ユメの予想を裏付けるかのように学園から1人の女子生徒が出てくる。カンナだ。現実よりも長い髪をポニーテールにしている。
「私今日晩御飯の準備があるから帰る!みんなばいばい。」
「カンちゃんばいば~い!」
「おい蒼澄!来月のボーリング大会はちゃんと参加しろよ!」
大勢の見送りを背にカンナが学校を後にする。
(これがカンナさん……15、6歳くらいですかね?)
カンナは外見から年齢を判断しづらい。180cm近い長身と大人びた顔立ちのせいで学生服がコスプレに見えてしまう。本人も学生服が似合っていない自覚があるらしく、校門を出るとすぐに鞄から私服と思われる紺色のトレーナーを取り出して制服の上から羽織った。そしてそのまま走り出した。
「わわー。待ってください~~!」
カンナは軽いランニングをしている風だが速すぎて追いつける気がしない。獏のアヤカシは夢の世界での事象をある程度コントロールできるので、獏を召喚して背に乗りカンナの後を追わせる。
大通りに合流してシジョウ富士が見える方角へ進むと商業施設が集中する地域へたどり着く。「裾之街」という乗合馬車の停留所が見えることから、恐らくここは裾之街という地域なのだろう。カンナは食料品店に入ってさっさと買い物を済ませると、大通りを更に北に向けて走り出す。やがて三叉路に着いた。
『←青美台 ↑シジョウ数理工科大学青美台キャンパス 王隠・シジョウ富士登山口→』
看板が一瞬目に入る。カンナは左折した。
後に続くと建物がまばらになり山林地帯の雰囲気が漂い始める。ここまで結構な距離で坂道も多かったが、カンナは息一つ乱れておらず汗もほとんどかいていない。
カンナの家は三叉路を少し行った先の里山の麓にあった。
(大きな家ですねえ。)
屋敷と呼んで差し支えない大きさの二階建て。庭だけでもファミリー向けの家を建てられそうなほど広く、小さな離れと倉庫まである。カンナの雰囲気から察しはついていたが、彼女の実家はかなり裕福らしい。
「ただいまー。」
家の門を開けたカンナを茶色い毛並みの小型犬と平均的なサイズのぶち猫が駆け寄って出迎える。
「ガウガウ、リンリン、ただいま。ご飯作るからね~。」
家には誰もいない。カンナは祖父と父親と3人暮らしをしていたはずだが、恐らく仕事に出ているのだろう。

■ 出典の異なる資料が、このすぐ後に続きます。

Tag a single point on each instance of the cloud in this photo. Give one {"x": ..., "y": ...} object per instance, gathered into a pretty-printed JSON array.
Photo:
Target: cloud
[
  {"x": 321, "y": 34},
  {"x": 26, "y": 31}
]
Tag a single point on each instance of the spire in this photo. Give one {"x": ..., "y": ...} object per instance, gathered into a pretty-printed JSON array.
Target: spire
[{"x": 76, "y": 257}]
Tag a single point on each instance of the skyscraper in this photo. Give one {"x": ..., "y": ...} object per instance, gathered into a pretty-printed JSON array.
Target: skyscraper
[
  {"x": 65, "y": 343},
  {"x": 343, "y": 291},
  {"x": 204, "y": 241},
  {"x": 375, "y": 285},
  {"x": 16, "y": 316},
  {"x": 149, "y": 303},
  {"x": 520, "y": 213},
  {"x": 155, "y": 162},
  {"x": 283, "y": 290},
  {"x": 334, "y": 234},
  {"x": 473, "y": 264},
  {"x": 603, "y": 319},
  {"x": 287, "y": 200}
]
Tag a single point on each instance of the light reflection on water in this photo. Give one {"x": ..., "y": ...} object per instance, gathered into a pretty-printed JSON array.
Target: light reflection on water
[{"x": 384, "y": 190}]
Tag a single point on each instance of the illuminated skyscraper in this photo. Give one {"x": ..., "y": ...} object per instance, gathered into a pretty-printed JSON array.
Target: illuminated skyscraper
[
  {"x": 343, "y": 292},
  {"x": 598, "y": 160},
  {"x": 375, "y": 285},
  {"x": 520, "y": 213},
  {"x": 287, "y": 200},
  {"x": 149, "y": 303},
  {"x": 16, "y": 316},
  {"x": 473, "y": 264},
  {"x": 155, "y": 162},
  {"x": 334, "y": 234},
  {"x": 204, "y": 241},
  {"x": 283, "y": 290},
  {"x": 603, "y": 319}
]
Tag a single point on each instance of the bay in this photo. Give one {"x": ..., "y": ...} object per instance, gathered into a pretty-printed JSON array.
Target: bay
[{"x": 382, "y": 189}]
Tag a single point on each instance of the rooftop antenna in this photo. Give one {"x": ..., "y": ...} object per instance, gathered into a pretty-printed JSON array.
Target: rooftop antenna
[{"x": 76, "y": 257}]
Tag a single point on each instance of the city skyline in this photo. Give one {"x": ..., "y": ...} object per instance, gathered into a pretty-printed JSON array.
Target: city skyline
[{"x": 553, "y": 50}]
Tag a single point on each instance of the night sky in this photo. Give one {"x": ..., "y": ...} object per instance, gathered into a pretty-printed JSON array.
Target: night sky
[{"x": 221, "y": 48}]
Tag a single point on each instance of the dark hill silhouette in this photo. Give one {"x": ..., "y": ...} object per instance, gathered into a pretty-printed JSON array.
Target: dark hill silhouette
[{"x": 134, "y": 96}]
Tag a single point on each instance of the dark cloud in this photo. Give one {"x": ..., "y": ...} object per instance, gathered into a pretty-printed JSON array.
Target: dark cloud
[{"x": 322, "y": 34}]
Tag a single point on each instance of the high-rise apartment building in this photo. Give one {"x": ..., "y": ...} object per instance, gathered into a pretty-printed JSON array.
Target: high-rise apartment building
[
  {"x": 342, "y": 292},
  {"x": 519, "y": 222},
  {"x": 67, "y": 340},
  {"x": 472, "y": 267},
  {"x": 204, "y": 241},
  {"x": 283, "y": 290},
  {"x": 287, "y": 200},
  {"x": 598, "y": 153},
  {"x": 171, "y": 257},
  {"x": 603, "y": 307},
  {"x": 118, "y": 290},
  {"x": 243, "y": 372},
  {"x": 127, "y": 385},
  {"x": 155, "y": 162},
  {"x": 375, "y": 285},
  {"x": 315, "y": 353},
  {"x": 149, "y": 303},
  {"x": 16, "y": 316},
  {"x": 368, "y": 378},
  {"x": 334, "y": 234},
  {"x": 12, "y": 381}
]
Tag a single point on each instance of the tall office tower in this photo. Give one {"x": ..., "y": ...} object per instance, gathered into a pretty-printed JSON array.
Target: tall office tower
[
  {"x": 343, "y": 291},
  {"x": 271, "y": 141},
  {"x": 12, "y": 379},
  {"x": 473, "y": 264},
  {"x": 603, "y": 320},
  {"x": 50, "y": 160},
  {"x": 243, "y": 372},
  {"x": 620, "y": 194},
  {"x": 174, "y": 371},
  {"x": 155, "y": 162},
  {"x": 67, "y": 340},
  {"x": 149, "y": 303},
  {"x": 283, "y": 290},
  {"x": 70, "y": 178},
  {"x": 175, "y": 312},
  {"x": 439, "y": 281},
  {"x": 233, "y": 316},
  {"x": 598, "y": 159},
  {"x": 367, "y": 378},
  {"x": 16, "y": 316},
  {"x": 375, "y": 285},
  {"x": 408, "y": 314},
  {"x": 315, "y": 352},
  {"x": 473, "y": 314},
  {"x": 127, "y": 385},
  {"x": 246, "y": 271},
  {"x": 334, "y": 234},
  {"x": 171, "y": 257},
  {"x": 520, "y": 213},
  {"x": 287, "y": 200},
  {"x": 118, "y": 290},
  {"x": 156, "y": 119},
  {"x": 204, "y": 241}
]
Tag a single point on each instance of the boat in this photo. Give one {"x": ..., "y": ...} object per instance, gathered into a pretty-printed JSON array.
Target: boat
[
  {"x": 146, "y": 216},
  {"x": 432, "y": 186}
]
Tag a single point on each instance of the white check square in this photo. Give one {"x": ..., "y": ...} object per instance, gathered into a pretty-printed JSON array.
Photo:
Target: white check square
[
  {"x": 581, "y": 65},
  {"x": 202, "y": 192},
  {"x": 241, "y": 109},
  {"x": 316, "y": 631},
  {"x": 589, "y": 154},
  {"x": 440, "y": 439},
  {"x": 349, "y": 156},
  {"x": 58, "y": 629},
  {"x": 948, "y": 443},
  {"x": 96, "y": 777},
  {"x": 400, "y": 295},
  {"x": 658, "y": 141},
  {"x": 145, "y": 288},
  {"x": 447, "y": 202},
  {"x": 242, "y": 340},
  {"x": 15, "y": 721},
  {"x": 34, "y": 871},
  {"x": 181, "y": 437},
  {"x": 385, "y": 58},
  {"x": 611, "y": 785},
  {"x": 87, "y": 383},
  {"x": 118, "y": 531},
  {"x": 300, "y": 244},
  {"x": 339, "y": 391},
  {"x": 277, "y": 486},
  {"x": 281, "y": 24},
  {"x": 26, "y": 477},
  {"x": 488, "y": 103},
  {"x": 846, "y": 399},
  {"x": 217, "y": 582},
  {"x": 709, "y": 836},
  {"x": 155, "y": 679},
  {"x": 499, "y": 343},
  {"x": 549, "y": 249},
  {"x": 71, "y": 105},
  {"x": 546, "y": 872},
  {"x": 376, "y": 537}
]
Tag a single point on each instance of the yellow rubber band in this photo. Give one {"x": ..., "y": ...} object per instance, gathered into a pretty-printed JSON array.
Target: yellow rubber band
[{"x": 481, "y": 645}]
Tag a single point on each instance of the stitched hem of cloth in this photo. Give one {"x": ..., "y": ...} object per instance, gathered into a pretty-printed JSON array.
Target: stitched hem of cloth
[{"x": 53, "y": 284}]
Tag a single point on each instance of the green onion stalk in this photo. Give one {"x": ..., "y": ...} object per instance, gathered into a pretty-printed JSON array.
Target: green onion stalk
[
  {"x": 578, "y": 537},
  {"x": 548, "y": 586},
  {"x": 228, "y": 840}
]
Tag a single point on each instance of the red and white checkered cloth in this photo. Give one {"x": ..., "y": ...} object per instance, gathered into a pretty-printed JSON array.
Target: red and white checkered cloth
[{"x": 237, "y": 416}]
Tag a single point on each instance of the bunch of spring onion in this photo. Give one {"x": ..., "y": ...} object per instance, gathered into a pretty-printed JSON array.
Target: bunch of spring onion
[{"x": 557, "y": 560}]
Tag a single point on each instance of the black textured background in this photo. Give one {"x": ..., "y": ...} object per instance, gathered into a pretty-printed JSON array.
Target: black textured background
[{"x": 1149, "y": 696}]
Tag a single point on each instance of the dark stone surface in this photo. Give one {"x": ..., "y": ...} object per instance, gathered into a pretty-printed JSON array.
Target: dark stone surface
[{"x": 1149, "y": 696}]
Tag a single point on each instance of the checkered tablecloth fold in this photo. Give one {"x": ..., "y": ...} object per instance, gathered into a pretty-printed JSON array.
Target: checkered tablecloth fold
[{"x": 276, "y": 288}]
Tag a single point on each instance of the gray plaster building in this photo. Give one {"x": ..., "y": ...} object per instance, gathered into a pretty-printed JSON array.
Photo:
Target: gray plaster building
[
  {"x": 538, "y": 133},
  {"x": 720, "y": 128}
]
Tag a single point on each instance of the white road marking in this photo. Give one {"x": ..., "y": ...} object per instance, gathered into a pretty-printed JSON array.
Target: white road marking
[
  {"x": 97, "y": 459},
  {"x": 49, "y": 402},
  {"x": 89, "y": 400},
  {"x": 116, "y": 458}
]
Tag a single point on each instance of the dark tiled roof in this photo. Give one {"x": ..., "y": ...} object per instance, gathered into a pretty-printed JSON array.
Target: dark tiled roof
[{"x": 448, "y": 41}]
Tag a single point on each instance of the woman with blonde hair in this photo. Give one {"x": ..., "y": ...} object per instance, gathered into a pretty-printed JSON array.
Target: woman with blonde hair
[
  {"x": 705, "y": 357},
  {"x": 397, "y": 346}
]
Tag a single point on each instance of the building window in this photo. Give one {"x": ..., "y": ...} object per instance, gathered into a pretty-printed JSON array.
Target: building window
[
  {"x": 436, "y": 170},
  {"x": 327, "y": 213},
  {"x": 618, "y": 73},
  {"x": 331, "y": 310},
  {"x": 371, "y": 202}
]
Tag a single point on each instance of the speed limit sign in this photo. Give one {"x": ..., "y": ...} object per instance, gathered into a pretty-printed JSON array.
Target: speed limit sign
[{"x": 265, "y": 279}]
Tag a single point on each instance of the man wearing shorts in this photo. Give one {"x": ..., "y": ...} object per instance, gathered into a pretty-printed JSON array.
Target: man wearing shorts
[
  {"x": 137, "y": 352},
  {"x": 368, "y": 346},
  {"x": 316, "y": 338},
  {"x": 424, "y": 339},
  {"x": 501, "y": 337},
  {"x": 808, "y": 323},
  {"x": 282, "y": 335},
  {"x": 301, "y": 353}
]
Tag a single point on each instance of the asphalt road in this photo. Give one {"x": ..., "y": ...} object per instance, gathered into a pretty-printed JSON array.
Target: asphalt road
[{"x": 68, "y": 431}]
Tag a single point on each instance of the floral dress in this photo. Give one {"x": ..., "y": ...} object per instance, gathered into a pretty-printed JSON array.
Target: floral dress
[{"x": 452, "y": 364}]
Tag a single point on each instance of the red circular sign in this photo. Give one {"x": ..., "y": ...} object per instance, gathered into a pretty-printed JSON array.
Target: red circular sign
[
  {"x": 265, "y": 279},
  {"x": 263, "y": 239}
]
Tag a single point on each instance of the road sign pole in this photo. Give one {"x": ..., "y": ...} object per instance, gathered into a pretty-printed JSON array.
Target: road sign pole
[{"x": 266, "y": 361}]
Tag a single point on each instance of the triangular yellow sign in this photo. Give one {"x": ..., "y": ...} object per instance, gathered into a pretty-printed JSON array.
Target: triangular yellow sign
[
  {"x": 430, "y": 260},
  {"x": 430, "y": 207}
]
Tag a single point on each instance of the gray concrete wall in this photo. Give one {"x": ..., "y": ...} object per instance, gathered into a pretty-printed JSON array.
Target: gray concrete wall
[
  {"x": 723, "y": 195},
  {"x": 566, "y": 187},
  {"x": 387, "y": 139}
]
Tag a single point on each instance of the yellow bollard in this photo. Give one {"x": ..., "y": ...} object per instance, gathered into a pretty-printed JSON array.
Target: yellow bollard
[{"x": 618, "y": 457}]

台所に立ったカンナが慣れた手際で夕食の支度を始める。料理が完成するころにはカンナの父親と祖父も帰宅し、夕食が始まる。
「「いただきます。」」
「いただきます。リンリン、ガウガウ、食べて良し。」
この日のおかずはラム肉のステーキとキノコのバター炒め。リンリンとガウガウも大きな肉を行儀よく食べ始める。
(美味しそうですー。それにしても、明るい雰囲気の夢ですね~~。)
人間は一晩に複数の夢を見るが、どうやら最初の夢は例の悪夢ではなかったらしい。単純にカンナの子供時代に興味があったのでしばらく見物することにした。
カンナの父親蒼澄穣は40代後半、祖父蒼澄大は70代前後のはずだが、2人とも年齢の割に筋肉質で引き締まった体格をしており頭髪も豊かである。顔立ちがそっくりで、どちらも知的な雰囲気だが眼孔の鋭さが半端ではない。幾度となく死線を潜り抜けてきたベテランの式神に似た、戦いを生涯の仕事に選んだ者特有のドスの効いた雰囲気を放っている。
(カンナさんの育ての親ってこういう人なんですね~~。)
普段のカンナの雰囲気を思い出すと「なるほど」と思わせるものがある。なんというか、カンナの目力はこの2人に近しいものがある。カンナは蒼澄家の血を受け継いでいないので全く外見は似ていないのだが、なるほど他人の目から見てもこの3人は親子だ。
食卓の会話はちょっと小難しい社会問題の話だがカンナも平然と会話に交ざっている。福祉行政がああだ、貧困対策がどうだ、来月の議員補欠選挙はこうだとあれやこれやと言いながら、3人仲良く山盛りの玄米と大きなラム肉をむしゃむしゃと平らげ、オニオンスープをぐびぐび飲み干し、生のニンジンをばりぼりかみ砕いていく。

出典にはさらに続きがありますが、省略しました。